This column was originally published on May 17 at 4:14 p.m. EDT.

"Is it safe?"
"Tell me what the 'it' refers to."
"Is it safe?"
"Yes, it's safe, it's very safe, it's so safe you wouldn't believe it."

-- Dustin Hoffman, trying to find the right answer for Laurence Olivier in

Marathon Man

After a great rush at the end of 2004 in which the

S&P 500

galloped some 15% higher in the final three months of the year, investors are once again facing the choppy market. The S&P hit a three-year high in late March as earnings, economic data and a measured and watchful monetary policy suggested a period of sustainable earnings growth in a controlled inflationary environment.

But then things turned bad, thanks to a few off-key reports. The S&P has tumbled some 5.9% since late March and has seen 30-day intraday volatility reach a 14-month high.

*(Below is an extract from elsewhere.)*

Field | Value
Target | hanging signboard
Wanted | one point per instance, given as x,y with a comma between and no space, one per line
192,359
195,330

The stock market's schizoid performance over the last few months has created a quandary for investors: Choose between chasing stocks at ever-higher levels as many did earlier this year, or step into a downdraft like the one that was delivered last Friday. Nervousness and questions abound: When and where is it safe to buy? Should we just hide on the sidelines until the all-clear signal comes? Basically, it's the age-old tug of war between fear and greed.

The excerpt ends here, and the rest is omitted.